My plate with “a bit of everything” (except dessert)

Finally, after a couple of hours, everything comes together beautifully. Since the heat of the day has abated somewhat, we decide to eat outside on the terrace, with great views of Amman around us. We spoon generous helpings of food from the serving dishes into our plates, sit down around the elegant table, and dig in.

“After 10 days in Jordan, I think this is the best food I’ve had,” I say, and everybody agrees. Yet the dishes are simple, composed of only four or five main ingredients. No doubt the myriad of spices and the freshness of the produce are what make this food so tasty. The small rounds of flat bread, warm from the oven, are unexpectedly addictive. Chris, one of the Americans, is in rapture over them.

Now that we don’t have to focus on cooking instructions, the conversation turns a little more personal as guests get to know each other better.
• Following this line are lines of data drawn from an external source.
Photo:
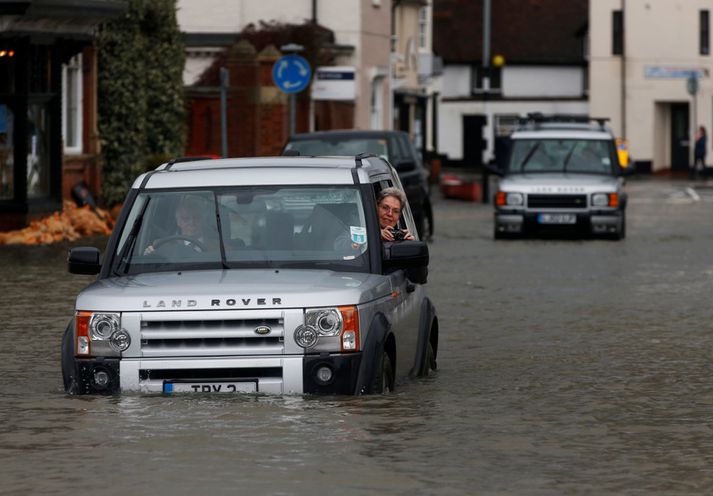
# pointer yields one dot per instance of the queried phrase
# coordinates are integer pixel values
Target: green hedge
(140, 93)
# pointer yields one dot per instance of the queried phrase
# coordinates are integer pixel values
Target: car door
(406, 300)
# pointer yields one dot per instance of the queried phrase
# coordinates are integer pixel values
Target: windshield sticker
(358, 234)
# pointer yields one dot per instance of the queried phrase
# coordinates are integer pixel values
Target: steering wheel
(177, 238)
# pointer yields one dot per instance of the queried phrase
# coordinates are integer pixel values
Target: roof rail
(178, 160)
(537, 118)
(358, 158)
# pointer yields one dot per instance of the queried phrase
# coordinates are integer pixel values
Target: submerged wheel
(68, 363)
(384, 378)
(430, 365)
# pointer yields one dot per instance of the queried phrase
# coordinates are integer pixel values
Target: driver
(389, 204)
(189, 219)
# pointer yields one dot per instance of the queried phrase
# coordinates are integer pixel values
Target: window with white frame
(72, 105)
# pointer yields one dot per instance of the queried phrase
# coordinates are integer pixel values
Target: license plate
(557, 218)
(212, 387)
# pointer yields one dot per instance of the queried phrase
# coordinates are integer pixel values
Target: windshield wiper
(128, 248)
(223, 262)
(569, 156)
(529, 156)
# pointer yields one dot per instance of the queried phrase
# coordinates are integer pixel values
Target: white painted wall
(660, 33)
(368, 33)
(542, 82)
(450, 123)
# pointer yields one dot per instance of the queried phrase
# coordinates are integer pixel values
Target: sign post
(291, 75)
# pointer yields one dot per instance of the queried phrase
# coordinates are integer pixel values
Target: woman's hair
(395, 192)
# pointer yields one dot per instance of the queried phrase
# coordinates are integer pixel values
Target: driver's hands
(386, 234)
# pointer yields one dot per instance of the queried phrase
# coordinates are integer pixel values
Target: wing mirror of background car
(404, 165)
(83, 260)
(411, 256)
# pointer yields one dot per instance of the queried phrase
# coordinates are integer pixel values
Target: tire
(69, 374)
(430, 365)
(384, 377)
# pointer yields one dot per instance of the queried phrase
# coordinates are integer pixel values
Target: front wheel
(384, 377)
(431, 364)
(69, 369)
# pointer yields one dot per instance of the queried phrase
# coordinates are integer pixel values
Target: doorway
(680, 141)
(473, 142)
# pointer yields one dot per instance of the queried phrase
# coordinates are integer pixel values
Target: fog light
(120, 340)
(305, 336)
(349, 340)
(324, 374)
(82, 345)
(101, 379)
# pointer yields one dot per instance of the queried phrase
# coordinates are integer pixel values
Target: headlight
(514, 199)
(510, 199)
(100, 334)
(605, 200)
(327, 322)
(329, 329)
(102, 325)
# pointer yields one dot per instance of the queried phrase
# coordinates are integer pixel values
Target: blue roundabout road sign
(291, 73)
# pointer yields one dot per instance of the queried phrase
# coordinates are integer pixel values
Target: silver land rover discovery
(261, 275)
(563, 175)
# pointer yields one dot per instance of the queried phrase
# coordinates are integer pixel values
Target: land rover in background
(395, 146)
(287, 290)
(562, 175)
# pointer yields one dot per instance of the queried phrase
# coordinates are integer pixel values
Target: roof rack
(537, 118)
(178, 160)
(358, 158)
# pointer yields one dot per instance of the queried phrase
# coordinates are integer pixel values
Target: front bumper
(591, 222)
(273, 375)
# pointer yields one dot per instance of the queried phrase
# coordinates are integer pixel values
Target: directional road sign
(291, 73)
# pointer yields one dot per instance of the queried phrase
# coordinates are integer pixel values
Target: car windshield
(560, 155)
(341, 146)
(305, 227)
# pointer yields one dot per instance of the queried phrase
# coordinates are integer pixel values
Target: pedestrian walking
(699, 153)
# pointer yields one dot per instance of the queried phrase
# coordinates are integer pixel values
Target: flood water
(565, 367)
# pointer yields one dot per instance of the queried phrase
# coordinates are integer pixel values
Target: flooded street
(565, 367)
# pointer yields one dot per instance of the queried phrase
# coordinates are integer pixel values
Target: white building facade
(643, 53)
(362, 29)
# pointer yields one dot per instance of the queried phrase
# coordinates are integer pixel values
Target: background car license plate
(557, 219)
(222, 386)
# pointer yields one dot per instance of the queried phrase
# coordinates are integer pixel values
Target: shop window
(72, 105)
(6, 152)
(40, 69)
(38, 163)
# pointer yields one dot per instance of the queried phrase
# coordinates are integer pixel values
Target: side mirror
(629, 170)
(411, 256)
(494, 169)
(405, 165)
(83, 260)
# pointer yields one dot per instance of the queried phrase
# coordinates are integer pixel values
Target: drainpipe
(623, 69)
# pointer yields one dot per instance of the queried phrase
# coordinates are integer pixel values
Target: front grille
(557, 201)
(206, 337)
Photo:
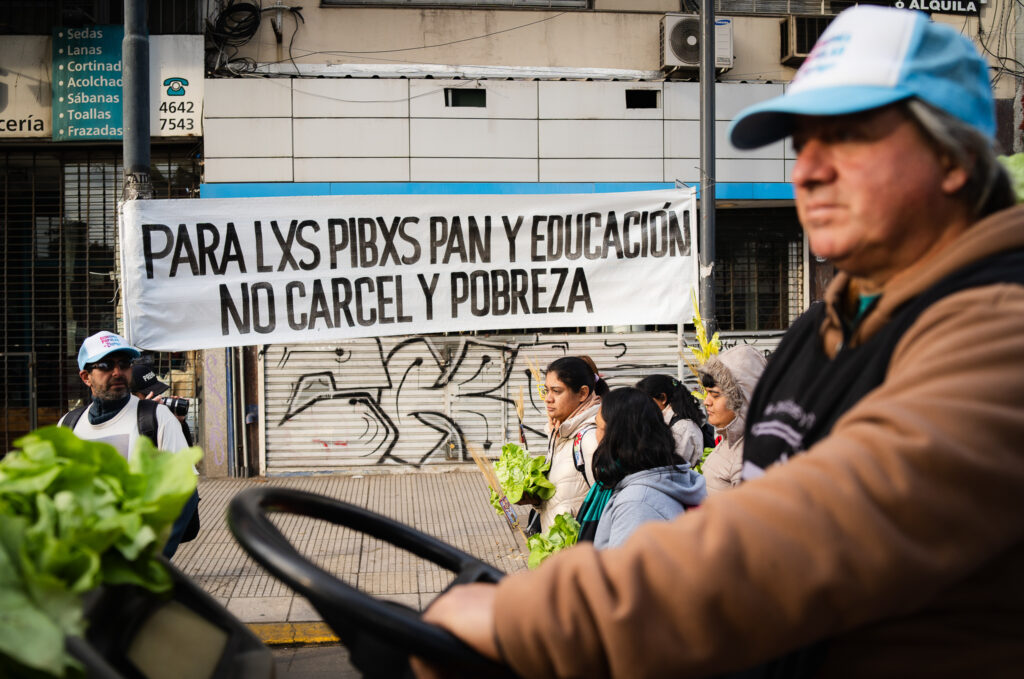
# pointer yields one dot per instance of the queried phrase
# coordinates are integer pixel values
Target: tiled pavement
(451, 505)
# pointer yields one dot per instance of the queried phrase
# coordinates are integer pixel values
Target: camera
(178, 406)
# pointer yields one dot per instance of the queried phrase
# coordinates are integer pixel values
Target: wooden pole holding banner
(492, 479)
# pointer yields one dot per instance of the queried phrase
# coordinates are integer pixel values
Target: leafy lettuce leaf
(75, 514)
(563, 533)
(698, 465)
(519, 473)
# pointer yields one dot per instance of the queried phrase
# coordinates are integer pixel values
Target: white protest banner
(218, 272)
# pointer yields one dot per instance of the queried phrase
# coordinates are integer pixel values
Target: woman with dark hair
(572, 391)
(636, 457)
(680, 412)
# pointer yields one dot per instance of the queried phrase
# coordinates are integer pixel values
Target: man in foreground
(116, 416)
(880, 532)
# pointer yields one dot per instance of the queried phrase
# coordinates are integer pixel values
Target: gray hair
(988, 187)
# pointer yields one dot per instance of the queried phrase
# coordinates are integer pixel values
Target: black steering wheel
(380, 635)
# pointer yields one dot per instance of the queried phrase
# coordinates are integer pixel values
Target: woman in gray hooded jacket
(636, 457)
(728, 380)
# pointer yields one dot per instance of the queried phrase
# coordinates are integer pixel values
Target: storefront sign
(88, 79)
(25, 87)
(87, 83)
(964, 7)
(200, 274)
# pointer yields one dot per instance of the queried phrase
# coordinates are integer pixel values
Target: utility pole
(135, 71)
(707, 296)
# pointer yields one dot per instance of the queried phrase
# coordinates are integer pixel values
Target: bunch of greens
(563, 533)
(76, 514)
(698, 466)
(1015, 165)
(519, 473)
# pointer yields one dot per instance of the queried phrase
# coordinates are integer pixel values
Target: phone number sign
(175, 85)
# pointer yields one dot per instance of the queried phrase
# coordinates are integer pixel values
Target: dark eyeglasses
(109, 365)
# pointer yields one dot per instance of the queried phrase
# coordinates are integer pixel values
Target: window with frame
(759, 268)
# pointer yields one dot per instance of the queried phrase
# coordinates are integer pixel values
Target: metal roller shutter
(409, 401)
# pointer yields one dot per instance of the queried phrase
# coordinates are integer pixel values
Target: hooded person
(728, 380)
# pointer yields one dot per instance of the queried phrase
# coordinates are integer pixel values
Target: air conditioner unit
(681, 42)
(798, 37)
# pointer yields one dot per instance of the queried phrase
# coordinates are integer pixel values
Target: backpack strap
(578, 460)
(147, 419)
(72, 418)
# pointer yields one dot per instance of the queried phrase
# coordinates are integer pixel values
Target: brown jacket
(899, 538)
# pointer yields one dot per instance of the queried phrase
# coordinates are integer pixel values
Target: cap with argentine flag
(871, 56)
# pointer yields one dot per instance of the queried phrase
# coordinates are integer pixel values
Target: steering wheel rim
(355, 612)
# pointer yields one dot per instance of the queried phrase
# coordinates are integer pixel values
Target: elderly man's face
(872, 196)
(109, 377)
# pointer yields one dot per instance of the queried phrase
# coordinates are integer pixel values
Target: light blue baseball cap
(871, 56)
(96, 346)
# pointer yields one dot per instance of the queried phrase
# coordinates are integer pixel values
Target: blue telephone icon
(175, 86)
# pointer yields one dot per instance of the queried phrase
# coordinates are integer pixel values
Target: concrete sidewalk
(451, 504)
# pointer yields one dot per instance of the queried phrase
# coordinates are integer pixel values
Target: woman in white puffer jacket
(572, 390)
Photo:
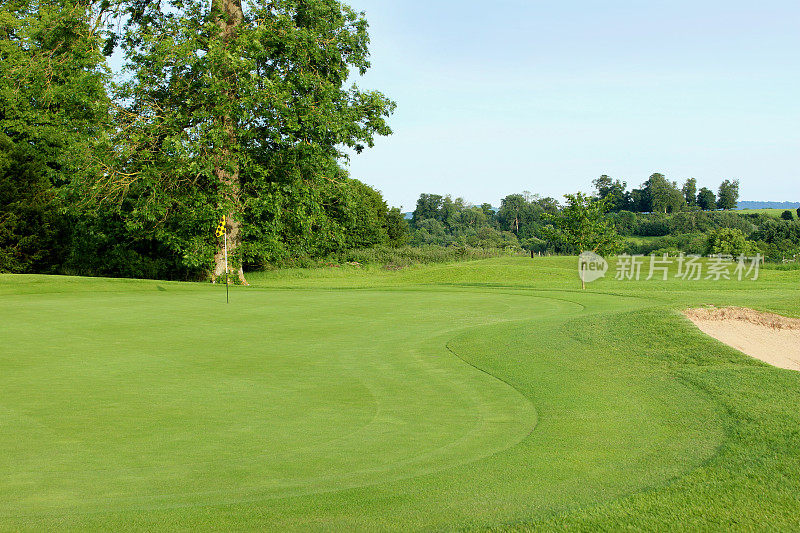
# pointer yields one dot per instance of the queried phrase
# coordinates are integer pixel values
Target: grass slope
(487, 394)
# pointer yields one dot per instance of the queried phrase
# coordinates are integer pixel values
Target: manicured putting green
(148, 404)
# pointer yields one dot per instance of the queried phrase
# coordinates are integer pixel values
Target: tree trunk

AlI of a sudden, I hear gasps and exclamations coming from my right: Chris and Wafaa are talking, and she’s reacting like she’s just been told something she finds hard to believe. I remember that Chris is from Los Angeles… “Are you famous or something?” I say half-jokingly.

Enjoying our home-cooked meal

Enjoying our home-cooked meal

Well, it turns out that Chris is actually Chris Sullivan, an American actor of some notoriety. Of course, not having a TV to watch shows like “This Is Us”, and not being familiar with Marvel movies (and a certain character called “Taserface”) I had never heard of him. The rest of the group is not too shabby either, and include a chemist and a Lufthansa pilot!

As the sun sets and daylight fades, I leave my dinner friends behind and walk back down into the town centre. The call to prayer reverberates from minarets while tables spread out onto the sidewalks for hungry families to break the daily fast of Ramadan. Along the boulevards, light displays twinkle and cars honk merrily, as I make my way through the balmy night with a very full tummy.

If you want to go

Wafaa and me after dinner

Wafaa and I after the class

If you want to take Beit Sitti’s cooking class in Amman, you need to reserve in advance by calling, emailing, or messaging them on Facebook. Since they buy the ingredients fresh from the Market every day, they need to know how many people to expect.

Classes are available for breakfast, lunch, and dinner, and you can bring your own wine (if you can find some).

The cost to join a group is 35 JOD per person. Because some people book very last minute, you may not receive a confirmation until a few days before your chosen date(s), so you need to be patient… and flexible.

Beit Sitti is located at 16 Mohammad Ali Al Saadi Street (you will see a sign pointing up a staircase). If you don’t want to walk uphill, a taxi shouldn’t cost more than 2 JOD from locations downtown. Detailed directions to give your taxi are included on their website.

(Note: I was a guest of Beit Sitti during this cooking class. As usual, all opinions are my own.)